In these days when many job searches start on line and artificial intelligence algorithms decide who makes the first cut depending on keywords, knowing what to say about yourself is of great importance.

“There’s buzz words that the computer will pull out and say, ‘OK, this resume makes the first cut. This one won’t.’ We’ve lost that face-to-face opportunity to interview until you get to the [final decision].”

AECOM, he says, is aggressive in getting the human resources environment involved in this, with a program to figure out ways to help veterans apply for positions. The company has a specific section of its website devoted to veterans. (See: veterans.aecom.jobs)

“This job keeps me on the road a lot, so I get the opportunity to speak to a lot of veterans,” Mendoza said. “They all share the same sentiment: ‘I want to go work for a company where I can make a difference, and where I can remember the things that I witnessed and not let those be lost causes, and lost lives, and lost lessons learned. That I can do something to make an impact.’ ”

The armed services do a pretty decent job of preparing service members for transition to civilian life but they don’t have the resources to bring industry in to coach, teach and mentor service members on even simple things like creating a resume.

AECOM let Mendoza go to a transitioning assistance seminar at Fort Hood where he spoke to combat engineers.

“They were so intrigued to just understand how do I do it? How do I take my military skills, which industry won’t quite understand – that he or she was a platoon leader, or a company commander, or an operation sergeant – and translate that to the civilian side,” Mendoza said.

The Fort Worth Business Press asked him what advice he would give to service members just beginning the transition. Here are his suggestions.

– If you don’t have a game plan, you’re not going to succeed because you don’t know what you want to do. Having a dream without any goals, forget it. You’re not going to do it. So you need to make a really honest assessment of yourself and write down what your strengths are, and really be critical about your weaknesses.

– Network across the particular industry you want to target for employment. And then pick a mentor. My suggestion is two mentors. A mentor who’s military, who’s been there, done that, and has been able to successfully transition. And then a civilian mentor from that industry that you are interested in going after, so that that person can give you some guidance.

– Don’t be afraid to fail.
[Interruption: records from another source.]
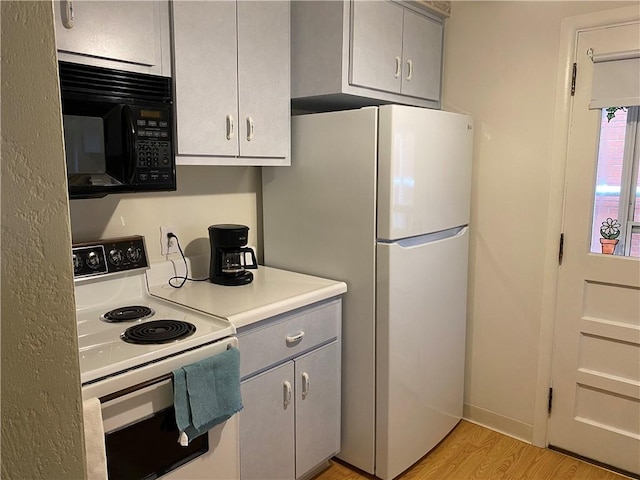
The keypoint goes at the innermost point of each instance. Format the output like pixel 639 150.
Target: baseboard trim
pixel 494 421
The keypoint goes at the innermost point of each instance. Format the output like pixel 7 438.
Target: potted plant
pixel 610 231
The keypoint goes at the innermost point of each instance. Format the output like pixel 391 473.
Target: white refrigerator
pixel 379 198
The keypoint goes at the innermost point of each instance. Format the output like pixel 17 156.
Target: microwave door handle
pixel 129 140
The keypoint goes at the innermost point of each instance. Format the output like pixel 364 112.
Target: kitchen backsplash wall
pixel 205 196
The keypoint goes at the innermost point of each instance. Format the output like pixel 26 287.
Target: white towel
pixel 94 440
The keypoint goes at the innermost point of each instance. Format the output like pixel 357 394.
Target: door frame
pixel 569 29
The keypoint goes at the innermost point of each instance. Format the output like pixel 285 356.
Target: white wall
pixel 41 409
pixel 205 196
pixel 501 67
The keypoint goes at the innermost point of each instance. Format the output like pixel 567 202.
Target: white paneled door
pixel 596 358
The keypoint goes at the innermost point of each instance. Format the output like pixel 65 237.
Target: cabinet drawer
pixel 286 336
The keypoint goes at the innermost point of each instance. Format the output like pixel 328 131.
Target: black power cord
pixel 183 279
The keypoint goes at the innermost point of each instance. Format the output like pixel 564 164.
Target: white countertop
pixel 272 292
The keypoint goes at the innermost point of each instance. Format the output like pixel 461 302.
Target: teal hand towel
pixel 207 393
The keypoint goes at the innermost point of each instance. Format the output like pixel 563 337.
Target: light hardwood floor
pixel 474 452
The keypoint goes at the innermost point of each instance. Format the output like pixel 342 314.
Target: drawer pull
pixel 305 384
pixel 230 127
pixel 287 393
pixel 249 129
pixel 398 67
pixel 69 16
pixel 295 338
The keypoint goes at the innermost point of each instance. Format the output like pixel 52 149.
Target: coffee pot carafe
pixel 228 264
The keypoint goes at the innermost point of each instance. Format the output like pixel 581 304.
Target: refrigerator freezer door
pixel 421 312
pixel 424 171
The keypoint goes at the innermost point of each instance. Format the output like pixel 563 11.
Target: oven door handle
pixel 135 388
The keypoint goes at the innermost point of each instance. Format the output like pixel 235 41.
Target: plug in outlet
pixel 168 245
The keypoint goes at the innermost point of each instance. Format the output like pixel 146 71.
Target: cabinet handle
pixel 295 338
pixel 305 384
pixel 69 15
pixel 249 129
pixel 230 127
pixel 287 393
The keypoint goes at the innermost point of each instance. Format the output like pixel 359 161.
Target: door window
pixel 616 206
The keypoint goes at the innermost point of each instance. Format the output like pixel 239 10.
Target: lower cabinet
pixel 290 423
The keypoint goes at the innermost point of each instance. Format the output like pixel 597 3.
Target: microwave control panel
pixel 154 158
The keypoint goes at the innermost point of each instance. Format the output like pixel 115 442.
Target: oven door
pixel 139 422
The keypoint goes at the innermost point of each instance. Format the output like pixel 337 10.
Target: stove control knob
pixel 77 263
pixel 115 256
pixel 134 254
pixel 93 260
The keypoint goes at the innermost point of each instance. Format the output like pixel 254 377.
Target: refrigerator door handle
pixel 433 237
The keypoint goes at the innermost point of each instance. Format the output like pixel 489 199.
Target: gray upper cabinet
pixel 356 53
pixel 132 36
pixel 421 56
pixel 232 78
pixel 376 46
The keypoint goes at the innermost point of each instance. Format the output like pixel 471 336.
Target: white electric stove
pixel 120 326
pixel 130 343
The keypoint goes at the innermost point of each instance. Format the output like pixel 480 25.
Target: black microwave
pixel 118 131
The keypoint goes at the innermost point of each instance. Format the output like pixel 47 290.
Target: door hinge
pixel 561 249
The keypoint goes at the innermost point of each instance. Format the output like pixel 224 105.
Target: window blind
pixel 616 80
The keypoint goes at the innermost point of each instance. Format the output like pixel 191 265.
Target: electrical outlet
pixel 168 245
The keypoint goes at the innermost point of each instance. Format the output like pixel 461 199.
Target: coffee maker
pixel 228 264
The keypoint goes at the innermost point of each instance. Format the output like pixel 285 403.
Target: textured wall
pixel 41 409
pixel 501 67
pixel 205 196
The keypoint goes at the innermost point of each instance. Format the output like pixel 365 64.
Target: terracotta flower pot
pixel 608 246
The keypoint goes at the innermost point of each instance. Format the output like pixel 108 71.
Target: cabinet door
pixel 267 425
pixel 263 78
pixel 205 73
pixel 317 407
pixel 123 31
pixel 376 45
pixel 422 56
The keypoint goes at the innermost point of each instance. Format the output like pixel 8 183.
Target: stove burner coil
pixel 128 314
pixel 158 331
That’s one of the challenges that I, myself, as a veteran, was afraid that I was going to fail at my age. And in some cases, when you put your weaknesses against your strengths, you see that you might have to go back to school. You might have to go get a certification.

– Don’t waste time. [During active service] take advantage of every opportunity that the Army is going to give you to enhance your education. Whether it’s going to the university that the military would pay for, or some trade, walk away with a certification.

And advice for CEOs of prospective employers:

– Get into the trenches. The only way you are going to understand a veteran is if you go out there. There’s a television show, Undercover Boss. Spend a couple days at basic training. Spend a couple days at Ranger school. Just to see what a military person would go through.

– Go to the military’s national training centers. Go and see what these service men and women are going through.